Microsoft cheerleader, blue flag waving, you got a problem with that?
Shift+click on the no. It's very poor UI, but it works.
Where things have changed in Vista, is if you have an account that has Parental Controls applied to it to limit the kinds of games that can be run. Vista knows the ESRB (& other ratings boards) ratings for quite a large number of games, and can block access to them if the parents don't want their kids to play them... but that's not the default setting. You have to go out of your way to set it up.
The two big problems with LUAs have been that there was no way to perform super-user actions without logging out and logging back in
Uh, Run As? Been available since Windows 2000.

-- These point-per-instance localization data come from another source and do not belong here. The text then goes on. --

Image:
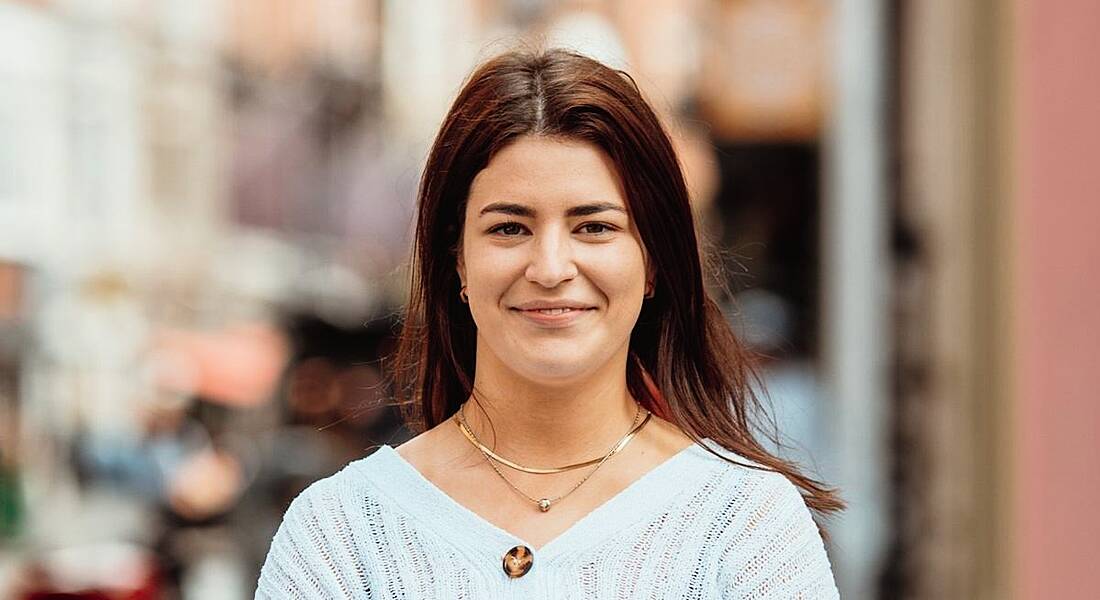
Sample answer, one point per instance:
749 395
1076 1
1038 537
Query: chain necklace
546 503
461 421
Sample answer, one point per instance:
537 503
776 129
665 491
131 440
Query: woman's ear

I've never ran with Admin rights permanently on any Windows box since I had the option of using a LUA. Never caused me any hassle. Any programs that needed admin rights (games, usually) would be given a new shortcut on the start menu to run it as a privileged user.

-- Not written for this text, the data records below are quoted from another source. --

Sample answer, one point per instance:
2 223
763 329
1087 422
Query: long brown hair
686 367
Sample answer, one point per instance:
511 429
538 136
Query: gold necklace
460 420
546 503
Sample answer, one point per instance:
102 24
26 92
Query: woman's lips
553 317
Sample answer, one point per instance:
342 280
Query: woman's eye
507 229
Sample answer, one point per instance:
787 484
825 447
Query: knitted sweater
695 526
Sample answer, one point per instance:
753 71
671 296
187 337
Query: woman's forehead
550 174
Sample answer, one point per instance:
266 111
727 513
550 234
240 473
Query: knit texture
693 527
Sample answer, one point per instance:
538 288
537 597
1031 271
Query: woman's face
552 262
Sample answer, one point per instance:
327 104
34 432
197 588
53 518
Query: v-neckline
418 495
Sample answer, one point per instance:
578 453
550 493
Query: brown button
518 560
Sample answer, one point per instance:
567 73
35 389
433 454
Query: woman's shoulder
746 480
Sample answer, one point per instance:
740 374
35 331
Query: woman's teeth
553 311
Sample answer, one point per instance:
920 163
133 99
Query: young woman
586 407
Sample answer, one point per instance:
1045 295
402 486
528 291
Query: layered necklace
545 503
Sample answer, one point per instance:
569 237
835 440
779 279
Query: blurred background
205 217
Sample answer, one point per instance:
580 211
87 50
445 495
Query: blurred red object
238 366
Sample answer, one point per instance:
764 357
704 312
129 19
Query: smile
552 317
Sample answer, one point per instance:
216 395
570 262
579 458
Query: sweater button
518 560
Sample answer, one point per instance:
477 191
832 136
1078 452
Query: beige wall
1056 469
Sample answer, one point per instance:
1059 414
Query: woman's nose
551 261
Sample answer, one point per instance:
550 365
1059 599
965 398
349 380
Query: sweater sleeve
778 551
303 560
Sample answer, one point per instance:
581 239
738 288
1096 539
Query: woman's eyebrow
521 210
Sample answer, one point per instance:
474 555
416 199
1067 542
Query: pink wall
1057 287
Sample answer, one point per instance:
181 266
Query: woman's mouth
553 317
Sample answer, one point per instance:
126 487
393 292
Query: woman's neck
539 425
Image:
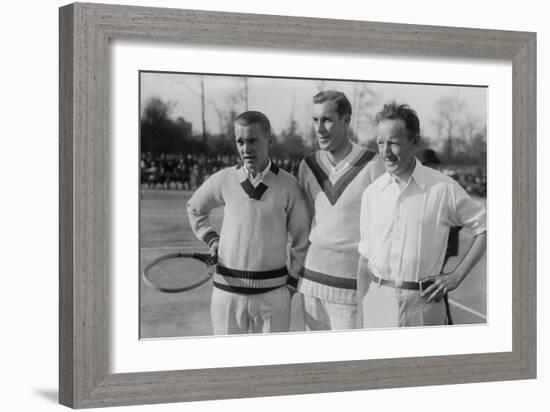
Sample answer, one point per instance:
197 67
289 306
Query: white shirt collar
260 175
418 175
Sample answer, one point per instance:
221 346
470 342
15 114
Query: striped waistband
328 280
245 274
249 282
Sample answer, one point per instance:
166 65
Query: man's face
253 146
395 147
331 128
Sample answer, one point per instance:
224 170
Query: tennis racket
179 272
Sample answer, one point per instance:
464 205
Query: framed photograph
129 75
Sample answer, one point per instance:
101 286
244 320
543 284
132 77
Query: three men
333 180
262 206
406 216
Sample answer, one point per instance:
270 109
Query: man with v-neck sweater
262 206
333 180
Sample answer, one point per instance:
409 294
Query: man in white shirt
406 215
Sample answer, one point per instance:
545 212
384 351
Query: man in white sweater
333 180
262 206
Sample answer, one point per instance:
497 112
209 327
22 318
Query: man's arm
207 197
363 282
447 282
298 223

However, I've come across very few programs that can't be persuaded to run by relaxing filesystem and/or registry permissions. Much better than running with admin rights over everything. In my old job I used to build Windows OS images for a computing department at a university. The OS had to be locked down so that everyone had Guest privileges, but the 200+ pieces of software available still had to run correctly. Great challenge, I loved it. Took up two months of my working year.
Yes, I know it's not a solution for the average user. Just making a point that it's not entirely impossible.

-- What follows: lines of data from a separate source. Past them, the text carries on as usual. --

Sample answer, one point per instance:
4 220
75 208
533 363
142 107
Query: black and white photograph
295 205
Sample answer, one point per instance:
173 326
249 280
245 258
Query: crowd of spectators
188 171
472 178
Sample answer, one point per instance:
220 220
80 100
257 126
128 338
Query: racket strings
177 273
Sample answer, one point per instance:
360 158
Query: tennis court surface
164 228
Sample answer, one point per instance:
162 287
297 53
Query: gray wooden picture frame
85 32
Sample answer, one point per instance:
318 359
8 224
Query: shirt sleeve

You could run consumer grade graphics at 1600x1200 in 1995 with S3's graphics card.
Commercial graphic houses and CAD designers had 2048x1600 resolution back then.
if you steal from one source, that is plagiarism, if you steal from many, well, that's just research.
Hate to say RTFA, since your points are valid, but the limitations your talking about are not what the article is referring to. These are download-able casual games, they don't need to-the-metal access for bleeding speed. The obstacles being presented revolve around user installation experiences (requiring admin account user/password and lots of 'scary warnings'). For casual game developers these are very real issues. The target audience does not know about access levels. They do not know about proper security procedures. They just see big scary warnings popping up making them question if they should really install this game. Many of them will not know the admin account information even if this is their own personal computer. These are real fears for the causal game developers, not the ones wanting bleeding edge hardware and ultra fast access to it.
--- "End Of Line" - MCP
The 360 is already at that point. You actually patch your games now. Thanks, Microsoft.
"Sufferin' succotash."
Come on. I had a gaming computer in 1995 too.
You weren't running any games at 1600x1200 on that S3. You were mostly at 320x200. Your Windows resolution *might* have been 1600x1200, but then you would have also had a $1,000 monitor.
--Jeremy
Jesus was a liberal
You want to pretend that Slashdot is closed minded, but it appears you are. Did you actually read the comments, or are you just making assumptions about what they said? I would say you are making assumptions.
I did read the comments and I would say that virtually 100% accuse this guy of spreading FUD and wanting to be able to install spyware. About the only negative comments on MicroSoft were about them trying to lock games into their platform and Vista, which has nothing to do with what the original article was about, he absolutly does not care about the lock in.